Заметив, должно быть, испуг в глазах Дианина, Бородин изменил тон, заговорил мягко и серьёзно:
— Я, дружок мой, отлично знаю своё состояние… Стало быть, надо не спеша и, по возможности, без особенной тревоги распорядиться всем необходимым. Лучше сделать это в отсутствие Кати. — И он сгрёб оставшиеся письма и спрятал их в конторку, которая стояла в «каминной».

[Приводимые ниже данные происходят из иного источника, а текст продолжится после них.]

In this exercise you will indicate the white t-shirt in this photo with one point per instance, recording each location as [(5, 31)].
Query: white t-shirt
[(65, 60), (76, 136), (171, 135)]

Бородин любил эту комнату: в кабинет часто заходили посторонние и беспокоили его, а «каминная» была отдалённее да и теплее, чем другие комнаты.
Теперь Дианину казалось, что он замечал и раньше признаки болезни и угасание бодрости в Бородине. Александр Порфирьевич нередко засыпал при разговоре, а иногда это случалось с ним и во время лекции. Его рассеянность усилилась, он задыхался при ходьбе. Появилась и небывалая раздражительность; особенно действовали на него несогласия между близкими, их ссоры, а они, к сожалению, случались. Он выговаривал даже Екатерине Сергеевне, и это были уже не прежние добродушные замечания, полные юмора и прощения, а сухие, часто негодующие упрёки. Разумеется, всё это чередовалось со светлыми периодами. После возвращения из Бельгии[45], где его музыка имела большой успех, он вернулся бодрым и весёлым, но потом снова помрачнел и в письмах всё чаще выставлял
Но как раз в последние дни, особенно после того как он сжигал письма, Александр Порфирьевич повеселел и стал напоминать того Бородина, который всех заражал своей энергией. Ясными, мажорными были эти три дня, и снова казалось, что здоровья хватит ему надолго. И то сказать, ведь он был ещё не стар[47].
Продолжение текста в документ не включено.